Friday, September 4, 2009

It's What We Do




A while back I had a fairly large slug of clay (about 6 pounds as I recall) centered on my wheel. Everything seemed normal. But as I started pulling up and thinning the walls of the pot, I noticed a wobble beginning to develop. As I continued to work the wall of the pot thin enough, I came to realized that the lump that was causing the wobble wasn't an irregular hard chunk of clay (a fairly common occurrence) -- no, it was a pan head machine screw.

I don't know how that screw got into the clay. My pug mill (a machine that I have that processes my clay) has a screen that is of fine enough mesh that I can't see how that machine screw passed through it. Anyway, I threw the screw into the nearest trash can, finished throwing that pot (wobble corrected), and completed a day's throwing of several more.

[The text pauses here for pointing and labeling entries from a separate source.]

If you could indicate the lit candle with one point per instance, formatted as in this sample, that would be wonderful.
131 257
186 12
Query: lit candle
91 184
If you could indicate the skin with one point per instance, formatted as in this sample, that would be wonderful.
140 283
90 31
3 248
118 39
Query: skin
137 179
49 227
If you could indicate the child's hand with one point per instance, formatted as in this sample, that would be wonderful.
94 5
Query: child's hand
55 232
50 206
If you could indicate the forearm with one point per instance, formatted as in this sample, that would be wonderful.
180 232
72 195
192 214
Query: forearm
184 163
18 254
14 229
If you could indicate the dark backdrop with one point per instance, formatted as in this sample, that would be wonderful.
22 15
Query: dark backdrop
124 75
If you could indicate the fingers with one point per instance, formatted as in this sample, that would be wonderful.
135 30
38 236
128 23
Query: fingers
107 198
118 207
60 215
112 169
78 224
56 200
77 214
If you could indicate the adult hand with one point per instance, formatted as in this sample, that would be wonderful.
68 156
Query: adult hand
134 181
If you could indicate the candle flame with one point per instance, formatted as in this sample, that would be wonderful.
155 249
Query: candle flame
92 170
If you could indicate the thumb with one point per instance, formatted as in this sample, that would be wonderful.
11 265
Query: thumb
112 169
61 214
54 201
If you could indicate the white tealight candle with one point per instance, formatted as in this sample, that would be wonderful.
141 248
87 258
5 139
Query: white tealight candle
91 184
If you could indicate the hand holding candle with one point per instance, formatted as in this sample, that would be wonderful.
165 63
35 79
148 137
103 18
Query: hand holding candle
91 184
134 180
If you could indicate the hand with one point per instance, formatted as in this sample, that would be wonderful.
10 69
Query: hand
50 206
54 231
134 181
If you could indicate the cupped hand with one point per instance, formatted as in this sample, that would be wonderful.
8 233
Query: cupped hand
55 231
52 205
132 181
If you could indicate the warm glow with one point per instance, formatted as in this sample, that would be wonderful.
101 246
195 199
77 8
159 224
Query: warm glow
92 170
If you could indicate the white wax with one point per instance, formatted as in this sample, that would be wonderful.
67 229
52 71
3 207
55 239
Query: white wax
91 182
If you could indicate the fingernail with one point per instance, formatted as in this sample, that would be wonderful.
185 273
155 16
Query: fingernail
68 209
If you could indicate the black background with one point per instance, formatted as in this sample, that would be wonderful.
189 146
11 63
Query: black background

I closed up shop for the night, went in and ate dinner, had a beer, and watched an IU basketball game. Then, just as I was getting ready for bed, it struck me that something just wasn't right. I pulled my pants back on and dragged myself back out to the shop and fished the machine screw out of the trash can (no small sacrifice, as I had to dodge a paper towel used for an unpleasant clean-up that had occurred earlier that day --- a hairball incident involving our shop cat "the Diddiot").

Once I fished out the machine screw, I searched through my old coffee cans full of used nuts and bolts until I finally found a nut that threaded neatly onto the machine screw's threads. Then I threw the machine screw (secured with its nut) away.

Nobody wants to die with their calling unfulfilled.